The Guide Nettippakarana seemed scanned to text. (How?) 🤔

Bhante @sujato was telling me books like this is difficult to make scan to text. I don’t understand how this was done. It’s still incredible. It seem they didn’t edit.,Nettippakarana,Nanamoli,1977.pdf

OCR’d , Adobe gives good results.

Can you do that? For the Petakopadesa.

I have OCR’d the Petakopadesa too.

Can you please try with this one?


Thanks in advance

1 Like

I am not sure I entered. At first it said I needed permission. But I see a Petakopadesa. But it’s seemed one I had already. I just want the version that I gave you that the words are copyble. Meaning that you can copy and then paste.

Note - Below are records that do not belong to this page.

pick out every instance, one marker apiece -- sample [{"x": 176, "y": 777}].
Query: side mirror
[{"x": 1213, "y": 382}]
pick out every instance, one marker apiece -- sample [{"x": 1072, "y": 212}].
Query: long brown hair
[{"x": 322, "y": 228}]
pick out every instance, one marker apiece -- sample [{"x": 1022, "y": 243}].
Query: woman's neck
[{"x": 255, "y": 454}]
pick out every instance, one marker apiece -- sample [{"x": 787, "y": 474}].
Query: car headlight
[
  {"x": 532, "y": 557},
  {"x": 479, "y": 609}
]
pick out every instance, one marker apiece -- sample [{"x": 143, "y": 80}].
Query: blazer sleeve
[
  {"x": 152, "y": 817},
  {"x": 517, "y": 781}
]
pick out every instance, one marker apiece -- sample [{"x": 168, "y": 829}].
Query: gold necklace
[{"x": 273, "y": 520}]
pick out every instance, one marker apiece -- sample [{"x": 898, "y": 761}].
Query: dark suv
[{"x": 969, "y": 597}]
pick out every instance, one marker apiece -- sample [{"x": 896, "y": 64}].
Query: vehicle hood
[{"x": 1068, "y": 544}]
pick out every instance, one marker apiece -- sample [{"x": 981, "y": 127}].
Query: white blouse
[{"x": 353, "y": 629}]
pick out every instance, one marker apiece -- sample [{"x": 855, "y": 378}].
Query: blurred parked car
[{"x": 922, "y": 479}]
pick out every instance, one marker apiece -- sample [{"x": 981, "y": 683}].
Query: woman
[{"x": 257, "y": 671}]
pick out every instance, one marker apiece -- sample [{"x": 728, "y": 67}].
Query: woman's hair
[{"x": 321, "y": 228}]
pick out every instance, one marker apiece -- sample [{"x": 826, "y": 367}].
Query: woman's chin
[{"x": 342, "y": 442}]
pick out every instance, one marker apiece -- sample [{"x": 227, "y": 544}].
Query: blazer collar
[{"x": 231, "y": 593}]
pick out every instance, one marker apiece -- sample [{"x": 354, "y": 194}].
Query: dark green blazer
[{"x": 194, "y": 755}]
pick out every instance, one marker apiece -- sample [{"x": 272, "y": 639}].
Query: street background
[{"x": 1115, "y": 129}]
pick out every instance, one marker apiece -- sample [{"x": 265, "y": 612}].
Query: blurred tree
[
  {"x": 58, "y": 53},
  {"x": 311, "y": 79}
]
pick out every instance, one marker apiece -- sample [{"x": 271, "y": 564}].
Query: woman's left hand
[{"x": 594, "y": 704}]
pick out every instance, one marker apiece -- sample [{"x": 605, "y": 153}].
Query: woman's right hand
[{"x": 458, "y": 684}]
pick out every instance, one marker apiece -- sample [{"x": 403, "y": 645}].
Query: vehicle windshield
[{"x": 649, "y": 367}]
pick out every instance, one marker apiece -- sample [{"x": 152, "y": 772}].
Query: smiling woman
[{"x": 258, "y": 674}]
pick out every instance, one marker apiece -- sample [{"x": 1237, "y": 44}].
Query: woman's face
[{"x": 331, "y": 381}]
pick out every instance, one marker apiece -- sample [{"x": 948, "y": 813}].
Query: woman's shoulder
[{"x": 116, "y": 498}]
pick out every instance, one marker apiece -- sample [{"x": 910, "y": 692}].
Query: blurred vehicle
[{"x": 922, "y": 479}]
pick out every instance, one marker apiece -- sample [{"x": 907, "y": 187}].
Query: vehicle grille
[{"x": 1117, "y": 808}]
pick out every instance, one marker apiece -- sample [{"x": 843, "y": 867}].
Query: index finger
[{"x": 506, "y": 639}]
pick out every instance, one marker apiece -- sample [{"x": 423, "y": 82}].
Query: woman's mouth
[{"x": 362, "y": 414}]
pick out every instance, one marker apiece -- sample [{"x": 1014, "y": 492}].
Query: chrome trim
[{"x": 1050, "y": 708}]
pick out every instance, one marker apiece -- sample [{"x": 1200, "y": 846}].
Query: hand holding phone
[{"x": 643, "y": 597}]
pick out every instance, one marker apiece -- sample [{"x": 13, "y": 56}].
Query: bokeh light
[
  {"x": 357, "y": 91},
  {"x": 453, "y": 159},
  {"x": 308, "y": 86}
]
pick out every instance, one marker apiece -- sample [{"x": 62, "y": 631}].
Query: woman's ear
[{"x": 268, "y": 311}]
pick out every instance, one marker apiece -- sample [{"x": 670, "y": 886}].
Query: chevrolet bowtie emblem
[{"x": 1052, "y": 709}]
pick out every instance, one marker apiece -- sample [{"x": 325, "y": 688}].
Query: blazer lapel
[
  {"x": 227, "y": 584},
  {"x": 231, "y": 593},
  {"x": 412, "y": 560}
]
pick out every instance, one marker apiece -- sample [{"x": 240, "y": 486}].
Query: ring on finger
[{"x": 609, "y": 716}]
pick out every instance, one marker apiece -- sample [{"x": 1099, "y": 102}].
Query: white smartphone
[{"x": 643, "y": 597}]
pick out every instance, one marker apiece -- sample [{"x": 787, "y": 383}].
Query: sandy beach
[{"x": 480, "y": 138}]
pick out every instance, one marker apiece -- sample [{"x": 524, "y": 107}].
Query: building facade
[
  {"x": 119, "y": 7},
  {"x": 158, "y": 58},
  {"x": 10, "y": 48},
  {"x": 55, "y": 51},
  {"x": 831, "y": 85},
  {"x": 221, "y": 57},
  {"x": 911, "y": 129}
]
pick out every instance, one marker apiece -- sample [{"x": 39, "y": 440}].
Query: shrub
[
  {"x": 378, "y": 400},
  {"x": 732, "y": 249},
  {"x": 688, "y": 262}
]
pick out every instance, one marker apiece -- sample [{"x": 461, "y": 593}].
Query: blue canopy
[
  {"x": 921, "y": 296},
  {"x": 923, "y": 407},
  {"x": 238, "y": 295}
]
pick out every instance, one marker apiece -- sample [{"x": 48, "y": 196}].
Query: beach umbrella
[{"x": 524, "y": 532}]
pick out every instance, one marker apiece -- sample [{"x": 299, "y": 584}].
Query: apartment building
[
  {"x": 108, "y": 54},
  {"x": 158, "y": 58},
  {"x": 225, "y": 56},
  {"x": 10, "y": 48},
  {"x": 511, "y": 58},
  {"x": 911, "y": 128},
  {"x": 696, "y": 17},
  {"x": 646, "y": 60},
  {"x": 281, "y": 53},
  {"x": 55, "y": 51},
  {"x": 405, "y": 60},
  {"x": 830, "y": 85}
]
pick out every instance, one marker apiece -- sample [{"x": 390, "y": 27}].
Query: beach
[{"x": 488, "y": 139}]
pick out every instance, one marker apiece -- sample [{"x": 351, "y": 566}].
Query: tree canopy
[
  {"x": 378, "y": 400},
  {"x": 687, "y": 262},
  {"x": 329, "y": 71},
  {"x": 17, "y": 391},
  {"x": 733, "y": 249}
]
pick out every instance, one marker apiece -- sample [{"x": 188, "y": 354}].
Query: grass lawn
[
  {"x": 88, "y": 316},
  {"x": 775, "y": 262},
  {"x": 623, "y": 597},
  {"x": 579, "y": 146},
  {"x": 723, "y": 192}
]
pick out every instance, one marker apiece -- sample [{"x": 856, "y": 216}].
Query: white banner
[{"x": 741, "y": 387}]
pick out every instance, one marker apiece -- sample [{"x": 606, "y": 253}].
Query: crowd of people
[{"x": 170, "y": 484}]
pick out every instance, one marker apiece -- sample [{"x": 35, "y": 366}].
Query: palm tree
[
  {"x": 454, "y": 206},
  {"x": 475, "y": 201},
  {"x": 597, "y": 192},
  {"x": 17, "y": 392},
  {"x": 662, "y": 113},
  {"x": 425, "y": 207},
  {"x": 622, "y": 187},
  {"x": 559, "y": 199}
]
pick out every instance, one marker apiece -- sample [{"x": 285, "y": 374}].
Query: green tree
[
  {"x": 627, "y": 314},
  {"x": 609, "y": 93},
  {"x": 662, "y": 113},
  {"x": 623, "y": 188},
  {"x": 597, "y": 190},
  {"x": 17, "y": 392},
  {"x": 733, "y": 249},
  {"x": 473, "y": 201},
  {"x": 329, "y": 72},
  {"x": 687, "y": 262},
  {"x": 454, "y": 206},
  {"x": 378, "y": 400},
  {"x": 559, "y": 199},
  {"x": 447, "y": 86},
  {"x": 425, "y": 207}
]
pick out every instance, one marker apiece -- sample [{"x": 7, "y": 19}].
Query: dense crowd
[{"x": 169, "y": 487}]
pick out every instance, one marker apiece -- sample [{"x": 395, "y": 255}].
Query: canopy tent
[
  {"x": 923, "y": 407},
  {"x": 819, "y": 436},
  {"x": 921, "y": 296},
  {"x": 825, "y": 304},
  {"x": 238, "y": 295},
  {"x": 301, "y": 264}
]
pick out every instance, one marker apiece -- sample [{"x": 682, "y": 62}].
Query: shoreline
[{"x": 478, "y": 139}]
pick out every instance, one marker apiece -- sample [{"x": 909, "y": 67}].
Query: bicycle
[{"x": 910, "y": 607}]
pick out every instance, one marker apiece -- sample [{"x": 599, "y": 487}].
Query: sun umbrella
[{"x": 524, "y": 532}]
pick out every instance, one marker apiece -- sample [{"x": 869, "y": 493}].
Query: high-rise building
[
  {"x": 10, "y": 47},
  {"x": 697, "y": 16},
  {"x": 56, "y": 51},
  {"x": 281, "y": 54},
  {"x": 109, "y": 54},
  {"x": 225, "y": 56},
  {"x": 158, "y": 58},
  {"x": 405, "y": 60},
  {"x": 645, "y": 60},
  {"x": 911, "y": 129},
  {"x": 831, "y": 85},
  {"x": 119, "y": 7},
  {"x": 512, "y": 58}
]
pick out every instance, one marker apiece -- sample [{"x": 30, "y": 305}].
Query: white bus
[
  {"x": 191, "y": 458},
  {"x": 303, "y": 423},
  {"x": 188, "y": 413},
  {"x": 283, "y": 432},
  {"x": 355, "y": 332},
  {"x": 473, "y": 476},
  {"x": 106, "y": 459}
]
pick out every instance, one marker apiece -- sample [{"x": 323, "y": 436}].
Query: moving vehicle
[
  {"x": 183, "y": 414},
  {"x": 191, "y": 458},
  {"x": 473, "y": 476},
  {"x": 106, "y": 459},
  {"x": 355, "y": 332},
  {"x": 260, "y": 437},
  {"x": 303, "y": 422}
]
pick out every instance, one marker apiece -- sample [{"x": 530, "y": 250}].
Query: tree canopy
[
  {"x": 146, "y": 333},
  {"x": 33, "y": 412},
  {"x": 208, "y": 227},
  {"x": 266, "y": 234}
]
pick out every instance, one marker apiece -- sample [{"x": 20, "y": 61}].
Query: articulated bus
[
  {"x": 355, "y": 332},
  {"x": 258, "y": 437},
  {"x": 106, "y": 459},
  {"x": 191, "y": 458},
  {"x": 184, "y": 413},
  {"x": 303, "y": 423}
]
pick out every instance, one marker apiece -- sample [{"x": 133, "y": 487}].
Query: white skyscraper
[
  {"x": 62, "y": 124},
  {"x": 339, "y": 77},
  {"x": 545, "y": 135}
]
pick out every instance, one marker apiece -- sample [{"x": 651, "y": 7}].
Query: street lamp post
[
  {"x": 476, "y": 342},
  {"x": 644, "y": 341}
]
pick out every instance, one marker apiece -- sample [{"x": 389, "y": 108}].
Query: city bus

You can copy,paste as well as search on that document.

1 Like

To be clear what’s happening here: when you scan a text, all you have is images. You can then run OCR on that, and make a searchable and copyable version of the same text. How this works is that the PDF puts an invisible layer of text in the file. This is great for making a usable copy of a scanned document.

None of this, however, produces a proper digital text. Under the hood, an OCR’d text looks something like this. This can, indeed, be used as the basis for a digital text, and in simple cases that can be quite good. But for complex texts with footnotes, special characters, and the like, we are still very far away from anything that is usable or publishable.

We have found that the only way to make a properly publishable digital text is through skilled human workers, time and patience. Typists are good, fast, and cheap, and it is easier to simply pay a typing firm to do the work than to mess around with OCR.

Perhaps a next generation of neural nets will be applicable to this work and produce better outcomes, but so far I haven’t seen this kind of magic.


:scream: Now I got it. Thank you.

Thanks for the explaination. I understand.